Journaliste: Monsieur le Premier ministre, mais si ces indemnités peuvent encore être doublées par la décision des parlementaires de rejeter l'ordonnance, où obtiendrez-vous les fonds nécessaires, comment appliquerez-vous la loi?
Ludovic Orban: Je vous ai dit qu'il y avait encore beaucoup de chemin à parcourir avant l'entrée en vigueur d'une loi rejetant l'ordonnance.
Journaliste: Avez-vous eu la visite du ministre de la Santé /.../ ce matin?
Ludovic Orban: Je veux dire qu'ils en profitent ... Nous avons discuté des variantes ...
Journaliste: Avez-vous discuté de la possibilité qu`il se retire du nouveau gouvernement Orban 2?
Ludovic Orban: Non.
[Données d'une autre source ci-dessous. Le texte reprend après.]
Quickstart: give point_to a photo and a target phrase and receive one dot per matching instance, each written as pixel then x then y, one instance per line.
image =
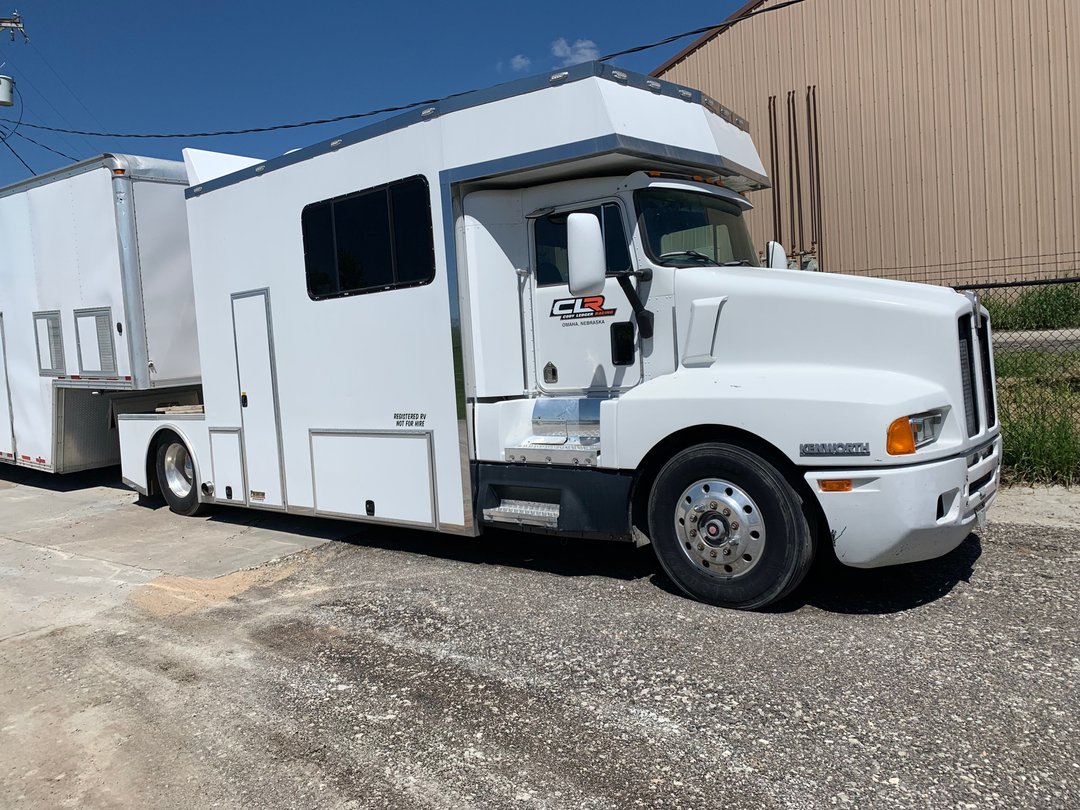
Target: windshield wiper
pixel 690 255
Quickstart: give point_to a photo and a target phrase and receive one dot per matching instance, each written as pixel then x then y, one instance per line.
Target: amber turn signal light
pixel 835 485
pixel 901 440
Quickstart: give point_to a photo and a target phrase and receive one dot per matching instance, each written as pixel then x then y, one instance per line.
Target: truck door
pixel 258 399
pixel 585 342
pixel 7 422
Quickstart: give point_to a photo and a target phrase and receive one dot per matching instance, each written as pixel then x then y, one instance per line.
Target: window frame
pixel 51 318
pixel 386 189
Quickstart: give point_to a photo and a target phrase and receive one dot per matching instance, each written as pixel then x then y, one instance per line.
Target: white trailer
pixel 96 308
pixel 538 307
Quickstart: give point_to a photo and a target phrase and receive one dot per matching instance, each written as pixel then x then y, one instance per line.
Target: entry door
pixel 260 420
pixel 7 422
pixel 574 334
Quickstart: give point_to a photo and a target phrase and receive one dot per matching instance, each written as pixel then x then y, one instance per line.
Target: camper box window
pixel 368 241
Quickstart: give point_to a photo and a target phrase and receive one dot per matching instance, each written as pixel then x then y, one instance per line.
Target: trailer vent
pixel 93 332
pixel 50 336
pixel 968 375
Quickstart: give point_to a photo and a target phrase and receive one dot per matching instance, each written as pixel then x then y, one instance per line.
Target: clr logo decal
pixel 566 309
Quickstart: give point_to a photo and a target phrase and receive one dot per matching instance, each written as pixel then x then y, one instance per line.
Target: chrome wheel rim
pixel 719 528
pixel 179 471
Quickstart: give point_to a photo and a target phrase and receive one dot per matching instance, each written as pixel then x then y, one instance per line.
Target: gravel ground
pixel 400 670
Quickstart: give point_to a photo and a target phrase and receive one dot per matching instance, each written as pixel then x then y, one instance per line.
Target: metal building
pixel 933 142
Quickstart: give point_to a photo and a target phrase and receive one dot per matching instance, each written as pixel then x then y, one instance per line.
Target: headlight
pixel 909 433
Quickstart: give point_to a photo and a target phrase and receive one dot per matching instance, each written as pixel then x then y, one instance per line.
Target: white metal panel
pixel 348 363
pixel 90 352
pixel 392 471
pixel 254 352
pixel 496 248
pixel 7 427
pixel 30 392
pixel 227 455
pixel 167 296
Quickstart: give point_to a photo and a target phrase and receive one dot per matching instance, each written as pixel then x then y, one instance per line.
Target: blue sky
pixel 156 67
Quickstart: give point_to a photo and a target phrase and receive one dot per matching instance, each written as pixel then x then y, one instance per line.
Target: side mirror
pixel 584 246
pixel 775 257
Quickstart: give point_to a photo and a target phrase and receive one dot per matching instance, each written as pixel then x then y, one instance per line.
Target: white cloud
pixel 582 50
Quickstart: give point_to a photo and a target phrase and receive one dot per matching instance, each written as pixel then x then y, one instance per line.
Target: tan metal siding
pixel 949 131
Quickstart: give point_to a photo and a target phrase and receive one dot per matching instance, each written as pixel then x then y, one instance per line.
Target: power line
pixel 66 86
pixel 719 26
pixel 399 108
pixel 10 149
pixel 43 146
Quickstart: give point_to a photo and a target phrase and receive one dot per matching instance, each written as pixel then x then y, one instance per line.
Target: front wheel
pixel 728 528
pixel 176 476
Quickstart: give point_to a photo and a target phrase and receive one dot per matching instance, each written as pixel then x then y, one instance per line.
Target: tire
pixel 177 478
pixel 727 527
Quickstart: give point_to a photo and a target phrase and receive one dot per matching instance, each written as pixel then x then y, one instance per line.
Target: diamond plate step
pixel 528 513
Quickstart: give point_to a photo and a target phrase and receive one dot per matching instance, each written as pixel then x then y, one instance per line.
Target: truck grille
pixel 984 355
pixel 968 375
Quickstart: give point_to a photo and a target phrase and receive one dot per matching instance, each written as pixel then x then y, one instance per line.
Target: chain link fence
pixel 1037 358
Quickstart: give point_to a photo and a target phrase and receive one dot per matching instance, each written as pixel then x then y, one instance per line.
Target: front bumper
pixel 906 514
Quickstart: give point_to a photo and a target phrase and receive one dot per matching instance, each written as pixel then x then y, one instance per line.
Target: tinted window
pixel 378 239
pixel 550 232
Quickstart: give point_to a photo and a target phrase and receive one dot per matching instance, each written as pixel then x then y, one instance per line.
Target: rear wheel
pixel 728 528
pixel 176 476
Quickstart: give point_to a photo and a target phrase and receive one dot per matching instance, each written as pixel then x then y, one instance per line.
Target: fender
pixel 785 405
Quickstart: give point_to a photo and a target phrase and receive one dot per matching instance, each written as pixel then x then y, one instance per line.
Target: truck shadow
pixel 838 589
pixel 108 476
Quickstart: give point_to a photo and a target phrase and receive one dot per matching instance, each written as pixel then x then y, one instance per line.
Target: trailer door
pixel 582 343
pixel 7 421
pixel 253 332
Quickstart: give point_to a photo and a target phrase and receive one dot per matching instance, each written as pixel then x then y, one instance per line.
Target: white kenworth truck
pixel 538 307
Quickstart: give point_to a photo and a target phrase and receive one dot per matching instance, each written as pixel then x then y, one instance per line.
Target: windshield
pixel 691 229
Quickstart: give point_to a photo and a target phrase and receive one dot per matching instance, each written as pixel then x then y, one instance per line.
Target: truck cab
pixel 538 307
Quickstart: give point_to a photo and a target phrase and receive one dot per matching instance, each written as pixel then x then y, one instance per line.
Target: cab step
pixel 524 513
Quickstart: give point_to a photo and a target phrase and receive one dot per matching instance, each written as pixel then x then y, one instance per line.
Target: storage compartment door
pixel 258 399
pixel 386 476
pixel 7 424
pixel 227 463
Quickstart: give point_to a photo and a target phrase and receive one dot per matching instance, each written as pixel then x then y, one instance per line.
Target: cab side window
pixel 552 266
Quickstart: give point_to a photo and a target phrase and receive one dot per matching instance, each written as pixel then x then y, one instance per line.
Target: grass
pixel 1037 365
pixel 1050 307
pixel 1040 424
pixel 1039 406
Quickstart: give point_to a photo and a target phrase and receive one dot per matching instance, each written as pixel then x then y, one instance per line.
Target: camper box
pixel 96 308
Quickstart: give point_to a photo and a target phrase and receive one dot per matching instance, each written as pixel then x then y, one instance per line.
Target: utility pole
pixel 14 23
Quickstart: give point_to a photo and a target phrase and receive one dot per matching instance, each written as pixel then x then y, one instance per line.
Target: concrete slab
pixel 73 545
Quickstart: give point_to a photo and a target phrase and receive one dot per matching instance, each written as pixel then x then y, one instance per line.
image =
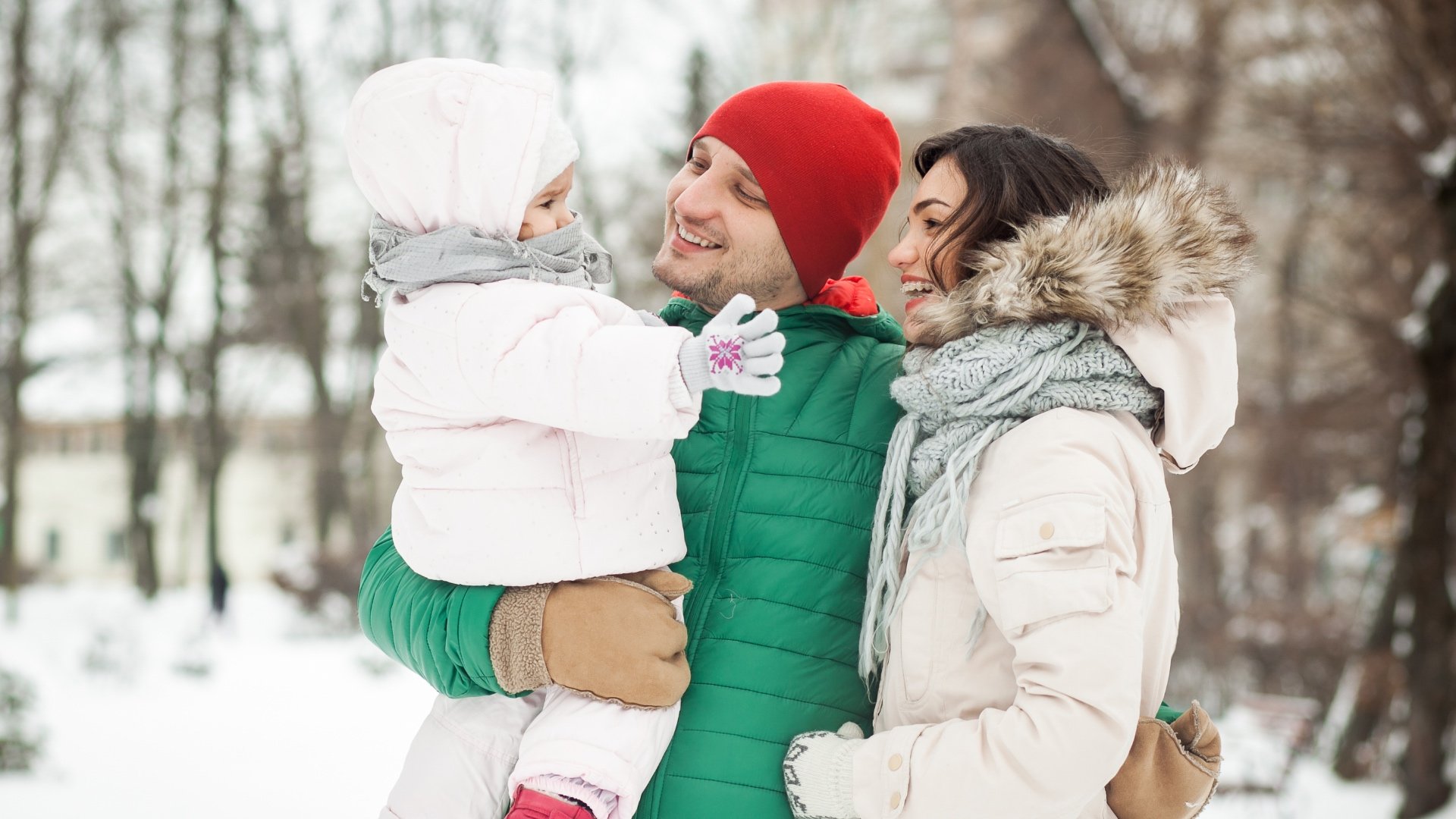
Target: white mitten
pixel 650 318
pixel 731 356
pixel 819 773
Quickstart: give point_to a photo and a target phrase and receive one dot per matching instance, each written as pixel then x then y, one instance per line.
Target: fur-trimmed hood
pixel 1150 264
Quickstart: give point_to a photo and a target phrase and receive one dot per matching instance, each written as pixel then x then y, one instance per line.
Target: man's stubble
pixel 764 275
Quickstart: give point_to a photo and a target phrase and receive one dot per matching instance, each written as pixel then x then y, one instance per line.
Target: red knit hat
pixel 827 164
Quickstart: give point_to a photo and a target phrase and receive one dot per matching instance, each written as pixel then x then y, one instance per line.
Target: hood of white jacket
pixel 1152 264
pixel 453 142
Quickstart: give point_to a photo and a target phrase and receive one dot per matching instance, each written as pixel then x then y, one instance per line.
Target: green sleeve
pixel 436 629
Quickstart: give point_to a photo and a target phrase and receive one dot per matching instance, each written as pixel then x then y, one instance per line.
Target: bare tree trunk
pixel 1378 681
pixel 18 312
pixel 212 428
pixel 28 203
pixel 143 341
pixel 1429 544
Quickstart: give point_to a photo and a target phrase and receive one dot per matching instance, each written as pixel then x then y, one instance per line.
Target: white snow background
pixel 152 711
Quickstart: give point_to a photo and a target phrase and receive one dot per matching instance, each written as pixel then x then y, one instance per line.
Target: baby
pixel 532 416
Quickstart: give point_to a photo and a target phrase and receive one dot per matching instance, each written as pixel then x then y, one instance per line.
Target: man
pixel 783 187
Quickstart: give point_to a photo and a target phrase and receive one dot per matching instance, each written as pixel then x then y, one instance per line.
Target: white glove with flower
pixel 731 356
pixel 819 773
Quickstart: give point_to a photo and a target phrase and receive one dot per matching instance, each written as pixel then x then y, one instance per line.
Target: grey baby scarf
pixel 402 261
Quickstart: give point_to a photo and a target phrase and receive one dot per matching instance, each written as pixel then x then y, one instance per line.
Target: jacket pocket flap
pixel 1052 522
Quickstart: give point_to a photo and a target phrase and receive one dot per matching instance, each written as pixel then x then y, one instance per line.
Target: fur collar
pixel 1165 235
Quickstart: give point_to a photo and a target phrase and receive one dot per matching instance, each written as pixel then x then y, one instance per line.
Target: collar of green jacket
pixel 881 327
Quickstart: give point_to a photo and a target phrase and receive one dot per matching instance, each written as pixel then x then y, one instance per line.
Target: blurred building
pixel 73 515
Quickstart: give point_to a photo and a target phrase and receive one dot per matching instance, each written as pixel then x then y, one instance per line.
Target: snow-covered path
pixel 289 720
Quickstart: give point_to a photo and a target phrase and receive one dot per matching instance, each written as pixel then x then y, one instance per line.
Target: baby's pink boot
pixel 535 805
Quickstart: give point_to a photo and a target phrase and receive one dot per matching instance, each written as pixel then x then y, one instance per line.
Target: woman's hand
pixel 606 637
pixel 819 773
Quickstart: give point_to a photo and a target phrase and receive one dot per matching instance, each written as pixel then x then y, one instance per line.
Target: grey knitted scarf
pixel 959 400
pixel 402 261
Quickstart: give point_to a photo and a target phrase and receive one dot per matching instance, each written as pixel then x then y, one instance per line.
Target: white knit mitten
pixel 819 773
pixel 731 356
pixel 650 318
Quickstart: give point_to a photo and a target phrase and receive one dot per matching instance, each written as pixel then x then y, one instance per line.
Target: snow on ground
pixel 152 713
pixel 290 717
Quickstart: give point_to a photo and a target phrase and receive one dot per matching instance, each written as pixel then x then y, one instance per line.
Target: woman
pixel 1071 341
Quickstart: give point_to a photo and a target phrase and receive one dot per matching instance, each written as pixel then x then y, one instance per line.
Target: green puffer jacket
pixel 778 496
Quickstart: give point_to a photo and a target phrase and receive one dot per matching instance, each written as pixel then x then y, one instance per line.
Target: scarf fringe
pixel 940 510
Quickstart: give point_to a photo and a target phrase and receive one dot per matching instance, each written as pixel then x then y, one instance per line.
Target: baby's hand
pixel 736 357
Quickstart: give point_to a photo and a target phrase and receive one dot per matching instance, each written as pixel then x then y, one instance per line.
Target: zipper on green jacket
pixel 723 516
pixel 699 601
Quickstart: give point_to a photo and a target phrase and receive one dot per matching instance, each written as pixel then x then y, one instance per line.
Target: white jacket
pixel 1069 539
pixel 533 425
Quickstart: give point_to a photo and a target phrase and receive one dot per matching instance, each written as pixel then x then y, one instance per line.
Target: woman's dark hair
pixel 1012 175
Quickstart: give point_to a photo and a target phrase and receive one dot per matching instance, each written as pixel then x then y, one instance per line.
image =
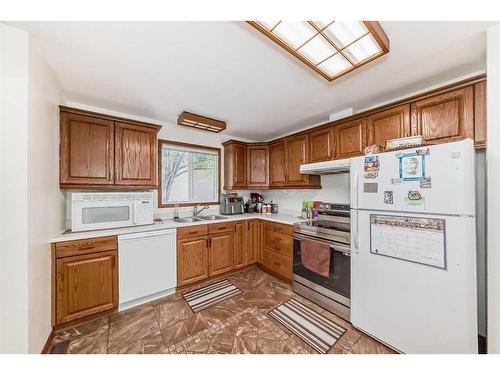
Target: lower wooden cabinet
pixel 220 253
pixel 85 278
pixel 240 244
pixel 277 251
pixel 192 260
pixel 253 238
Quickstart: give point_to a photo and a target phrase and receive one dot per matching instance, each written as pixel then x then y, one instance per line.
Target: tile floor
pixel 237 325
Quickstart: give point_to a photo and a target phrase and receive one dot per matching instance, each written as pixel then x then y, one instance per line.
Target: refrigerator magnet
pixel 388 197
pixel 411 166
pixel 425 182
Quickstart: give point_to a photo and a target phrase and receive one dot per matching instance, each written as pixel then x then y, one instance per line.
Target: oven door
pixel 88 215
pixel 339 274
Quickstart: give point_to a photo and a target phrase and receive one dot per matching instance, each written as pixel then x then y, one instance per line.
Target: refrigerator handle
pixel 356 188
pixel 355 228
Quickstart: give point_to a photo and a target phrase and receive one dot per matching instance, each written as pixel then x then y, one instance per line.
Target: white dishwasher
pixel 147 266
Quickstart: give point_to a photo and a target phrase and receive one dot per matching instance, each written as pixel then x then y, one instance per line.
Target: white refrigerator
pixel 413 266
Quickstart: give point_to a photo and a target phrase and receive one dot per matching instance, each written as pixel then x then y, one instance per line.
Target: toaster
pixel 231 205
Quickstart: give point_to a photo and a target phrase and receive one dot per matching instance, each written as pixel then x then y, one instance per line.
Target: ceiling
pixel 229 71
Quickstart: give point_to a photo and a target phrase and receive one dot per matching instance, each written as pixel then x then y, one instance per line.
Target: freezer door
pixel 443 179
pixel 414 307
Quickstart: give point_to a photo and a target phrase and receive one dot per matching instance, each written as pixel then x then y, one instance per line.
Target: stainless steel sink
pixel 212 217
pixel 188 220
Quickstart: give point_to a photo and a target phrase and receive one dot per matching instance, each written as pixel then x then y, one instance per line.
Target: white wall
pixel 493 184
pixel 45 201
pixel 31 204
pixel 13 190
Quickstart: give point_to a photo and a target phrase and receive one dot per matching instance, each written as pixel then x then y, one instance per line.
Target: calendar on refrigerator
pixel 415 239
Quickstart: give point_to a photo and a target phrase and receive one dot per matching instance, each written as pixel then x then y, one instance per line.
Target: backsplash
pixel 335 188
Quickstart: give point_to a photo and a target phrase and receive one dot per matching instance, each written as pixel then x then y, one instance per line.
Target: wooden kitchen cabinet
pixel 86 150
pixel 235 154
pixel 257 166
pixel 277 251
pixel 297 153
pixel 350 138
pixel 277 164
pixel 444 117
pixel 253 238
pixel 220 258
pixel 85 278
pixel 192 260
pixel 101 151
pixel 388 124
pixel 240 244
pixel 321 145
pixel 136 155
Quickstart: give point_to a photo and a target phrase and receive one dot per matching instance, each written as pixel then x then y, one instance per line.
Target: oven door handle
pixel 334 246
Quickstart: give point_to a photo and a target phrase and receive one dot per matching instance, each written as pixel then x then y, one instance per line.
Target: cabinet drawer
pixel 280 228
pixel 278 242
pixel 193 231
pixel 277 263
pixel 222 227
pixel 90 245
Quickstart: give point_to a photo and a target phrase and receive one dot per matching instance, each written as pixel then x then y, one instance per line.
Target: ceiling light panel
pixel 317 49
pixel 331 48
pixel 294 33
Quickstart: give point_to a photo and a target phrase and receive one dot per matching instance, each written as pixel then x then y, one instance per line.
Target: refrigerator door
pixel 436 179
pixel 416 307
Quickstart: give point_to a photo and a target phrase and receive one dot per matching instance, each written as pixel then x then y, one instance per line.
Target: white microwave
pixel 91 211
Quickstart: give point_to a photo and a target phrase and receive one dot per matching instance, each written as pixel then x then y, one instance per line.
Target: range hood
pixel 326 167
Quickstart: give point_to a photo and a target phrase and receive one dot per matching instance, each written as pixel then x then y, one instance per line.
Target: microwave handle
pixel 136 214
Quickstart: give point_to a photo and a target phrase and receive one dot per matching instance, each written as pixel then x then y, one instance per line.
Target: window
pixel 189 174
pixel 331 48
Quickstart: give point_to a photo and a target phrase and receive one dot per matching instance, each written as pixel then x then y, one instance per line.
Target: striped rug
pixel 210 295
pixel 316 330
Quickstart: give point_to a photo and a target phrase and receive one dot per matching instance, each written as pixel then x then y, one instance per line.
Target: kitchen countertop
pixel 284 218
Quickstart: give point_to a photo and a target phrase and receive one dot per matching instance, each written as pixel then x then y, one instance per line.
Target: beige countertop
pixel 283 218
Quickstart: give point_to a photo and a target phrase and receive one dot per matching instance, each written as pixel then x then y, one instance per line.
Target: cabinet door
pixel 240 244
pixel 389 124
pixel 86 284
pixel 220 257
pixel 253 237
pixel 277 164
pixel 445 117
pixel 296 151
pixel 86 151
pixel 350 138
pixel 192 260
pixel 136 155
pixel 321 145
pixel 257 166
Eh bien. Vous me posez une question ... Sur quelle base vous me posez cette question? Nous avons parlé des options pour réduire la taxe de récupération. Il m'a présenté trois solutions possibles concernant la réduction de la taxe de récupération, ce fut le sujet de la discussion.
Journaliste: Serez-vous en mesure de négocier à l'avance avec les dirigeants politiques dans les prochains jours, pour /.../?
Ludovic Orban: Certainement. Certes, nous suivons une procédure et nous mettrons tout en œuvre pour redonner le pouvoir au peuple roumain et donner au peuple roumain le droit de décider du sort de ce pays et de ne pas laisser une majorité parlementaire hostile à la Roumanie se moquer de ce pays.
Journaliste: Pensez-vous que vous soyez en mesure de rassembler suffisamment de députés pour que le vote d'investissement existe le quorum?
Ludovic Orban: Nous essayons de convaincre autant de parlementaires, autant de partis politiques, autant de groupes parlementaires de soutenir la variante des anticipées.